In September last year Cantley Developments Limited sent 35 bobby calves for processing. A randomly selected calf showed residues of sulphonamides, which are a class of drugs commonly used for the treatment of bacterial infections in cattle. This residue level does not pose a risk to human health, but its presence in meat is prohibited.
In Timaru District Court Judge Moran ordered Cantley Developments Limited to pay a fine of $6000 plus court costs.

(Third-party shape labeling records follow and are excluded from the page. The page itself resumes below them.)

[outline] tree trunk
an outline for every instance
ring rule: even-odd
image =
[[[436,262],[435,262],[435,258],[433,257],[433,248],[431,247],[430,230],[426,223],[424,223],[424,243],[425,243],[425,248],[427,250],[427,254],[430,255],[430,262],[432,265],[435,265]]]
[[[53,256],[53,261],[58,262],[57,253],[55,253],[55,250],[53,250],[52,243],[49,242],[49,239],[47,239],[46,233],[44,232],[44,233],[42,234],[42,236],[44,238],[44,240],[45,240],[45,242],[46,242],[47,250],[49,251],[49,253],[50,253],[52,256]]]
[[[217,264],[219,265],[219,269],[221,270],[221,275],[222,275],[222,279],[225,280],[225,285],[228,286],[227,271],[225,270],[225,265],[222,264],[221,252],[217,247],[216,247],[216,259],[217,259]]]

Employee Janet McKenzie, who had purchased the agricultural compound, was fined $500 plus court costs.
NZFSA’s assistant director Justin Rowlands says a fine of no more than $1000 has typically been imposed for this type of case. “This case sets an excellent new precedent.”
He warned that farmers need to be very aware of dosage rates and withholding periods for the particular veterinary compounds they use. “We have robust monitoring and surveillance programmes in place and we are actively looking for instances of non-compliance.”
The Animal Products Act 1999 prohibits suppliers of farmed mammals from sending animal material for processing if it has been treated with or exposed to a registered agricultural compound and is within the withholding period.
Judge Moran considered a starting point sentence of a $10,000 fine appropriate for the company and $2,000 for the individual, but because they pleaded guilty and the exposure was accidental rather than deliberate, he reduced both sentences.